Today is the 64th birthday of the photographer Cindy Sherman. The world is a better place because she is in it.
BEST KNOWN FOR: American photographer Cindy Sherman is known for her elaborately “disguised” self-portraits that focus on social role-playing and sexual stereotypes.
Sherman grew up in Huntington, New York on Long Island. She was educated at Buffalo State College, enrolling in the basic studio courses – drawing, painting and photography. Sherman initially failed the required photography class (due to difficulties with the subject’s technical side), and decided to focus on her major of painting. Later, however, Sherman studied with a photography instructor (Barbara Jo Revelle) who inspired her to ‘just take pictures’. Sherman decided she found the immediacy of photography more appealing than trying to paint perfect copies of things, and switched majors.
Sherman works in series, typically photographing herself in a range of costumes. For example, in her landmark 69 photograph series, the Complete Untitled Film Stills, (1977-1980) Sherman appeared as B-movie, foreign film and film noir style actresses. Sherman’s most recent series, dated 2003, features her as clowns. Although Sherman does not consider her work feminist, many of her photo-series, like the 1981 “Centerfolds,” call attention to the stereotyping of women in films, television and magazines.
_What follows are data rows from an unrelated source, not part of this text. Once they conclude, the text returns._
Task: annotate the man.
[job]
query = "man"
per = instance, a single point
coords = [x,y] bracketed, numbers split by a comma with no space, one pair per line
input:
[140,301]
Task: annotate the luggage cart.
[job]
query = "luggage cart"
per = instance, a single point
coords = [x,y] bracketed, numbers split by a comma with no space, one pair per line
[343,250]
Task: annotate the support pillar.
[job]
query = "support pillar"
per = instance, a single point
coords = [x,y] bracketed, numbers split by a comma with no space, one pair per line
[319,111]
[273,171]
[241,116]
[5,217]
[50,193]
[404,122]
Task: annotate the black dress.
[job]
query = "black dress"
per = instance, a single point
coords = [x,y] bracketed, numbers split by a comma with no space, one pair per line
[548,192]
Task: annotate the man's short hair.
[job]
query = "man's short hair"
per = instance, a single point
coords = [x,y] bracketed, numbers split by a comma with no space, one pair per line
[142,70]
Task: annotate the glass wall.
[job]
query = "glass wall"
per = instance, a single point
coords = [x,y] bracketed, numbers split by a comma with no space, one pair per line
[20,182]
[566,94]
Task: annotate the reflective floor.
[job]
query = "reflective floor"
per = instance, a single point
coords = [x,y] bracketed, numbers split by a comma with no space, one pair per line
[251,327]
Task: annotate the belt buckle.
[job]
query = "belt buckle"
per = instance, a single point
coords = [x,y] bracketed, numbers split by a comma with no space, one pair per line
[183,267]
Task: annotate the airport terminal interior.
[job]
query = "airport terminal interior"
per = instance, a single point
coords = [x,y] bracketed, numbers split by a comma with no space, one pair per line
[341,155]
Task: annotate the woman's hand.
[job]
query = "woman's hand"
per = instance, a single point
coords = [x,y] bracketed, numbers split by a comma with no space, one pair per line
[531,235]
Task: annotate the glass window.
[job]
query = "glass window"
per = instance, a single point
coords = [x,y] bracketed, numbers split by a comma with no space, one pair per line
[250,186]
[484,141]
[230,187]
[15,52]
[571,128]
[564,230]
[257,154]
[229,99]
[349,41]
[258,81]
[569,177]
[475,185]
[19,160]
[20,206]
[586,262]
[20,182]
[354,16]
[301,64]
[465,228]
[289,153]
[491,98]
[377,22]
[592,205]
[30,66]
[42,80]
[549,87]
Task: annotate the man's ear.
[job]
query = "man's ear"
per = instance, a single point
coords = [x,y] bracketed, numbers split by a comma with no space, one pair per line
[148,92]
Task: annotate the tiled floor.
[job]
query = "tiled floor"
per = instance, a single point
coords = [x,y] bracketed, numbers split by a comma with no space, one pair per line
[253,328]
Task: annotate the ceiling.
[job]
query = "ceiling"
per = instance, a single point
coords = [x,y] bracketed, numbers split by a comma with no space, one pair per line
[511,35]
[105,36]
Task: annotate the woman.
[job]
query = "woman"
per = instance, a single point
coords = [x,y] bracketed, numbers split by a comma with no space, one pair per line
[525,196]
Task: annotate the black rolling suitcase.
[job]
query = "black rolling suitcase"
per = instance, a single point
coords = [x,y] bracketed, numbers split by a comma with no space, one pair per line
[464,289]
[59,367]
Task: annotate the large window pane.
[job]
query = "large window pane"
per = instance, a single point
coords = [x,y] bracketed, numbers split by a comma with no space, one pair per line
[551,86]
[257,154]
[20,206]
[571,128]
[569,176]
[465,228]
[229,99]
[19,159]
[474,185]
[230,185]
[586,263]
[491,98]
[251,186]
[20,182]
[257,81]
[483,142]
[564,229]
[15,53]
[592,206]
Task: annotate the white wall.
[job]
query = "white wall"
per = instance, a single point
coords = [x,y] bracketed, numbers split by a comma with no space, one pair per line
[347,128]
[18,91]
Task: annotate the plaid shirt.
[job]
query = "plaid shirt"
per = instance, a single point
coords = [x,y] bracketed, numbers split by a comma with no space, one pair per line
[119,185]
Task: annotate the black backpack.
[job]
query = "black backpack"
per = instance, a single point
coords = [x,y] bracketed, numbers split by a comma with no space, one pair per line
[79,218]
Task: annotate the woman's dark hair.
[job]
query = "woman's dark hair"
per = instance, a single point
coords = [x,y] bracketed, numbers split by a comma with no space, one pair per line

In response to cuts to NEA funding and attempts to censor photographers Robert Mapplethorpe and Andres Serrano, in 1989 Sherman produced the Sex series. These photographs featured pieced-together medical dummies in flagrante delicto and sex positions. Like much of Sherman’s work, many critics find the series both disturbing and funny. Many art critics consider Sherman to be not only the most successful female photographer of the modern era, but one of the most successful artists of either genders in the late twentieth century with as much influence on younger artists as did Andy Warhol in his era.
Sherman has also worked as a film director; her first film was Office Killer in 1997, starring Jeanne Tripplehorn, Molly Ringwald and Carol Kane. She played a cameo role in John Waters’ film, Pecker.
In 1995, Sherman was the recipient of one of the prestigious MacArthur Fellowships, popularly known as the “Genius Awards.” This fellowship grants $500,000 over five years, no strings attached, to important scholars in a wide range of fields, to encourage their future creative work.
In 2006, Sherman created a series of fashion advertisements for designer Marc Jacobs. The advertisements themselves were photographed by photographer Jurgen Teller and released as a monograph on April the 4th by Rizzoli.
Sherman has been referenced by the electroclash artists Chicks on Speed in the track “Spoken by Stephanie from Marseille, Yes I Do” from the 2000 K Records album The Re-Releases of the Un-Releases. The song refers to Sherman through the lyrics, “…got more faces than Cindy Sherman.” Sherman was also the topic of the song “Cindy of a Thousand Lives”, from Billy Bragg’s 1991 album “Don’t Try This at Home”.
She’s also the subject of The Shermans’ song, “Cindy Sherman”. A documentary, “Guest of Cindy Sherman” is currently in the works about the travails of artist/videographer Paul H-O and his relationship with the great artist (to air on the Sundance Channel in 2008). The feature documentary is directed by H-O and Tom Donahue.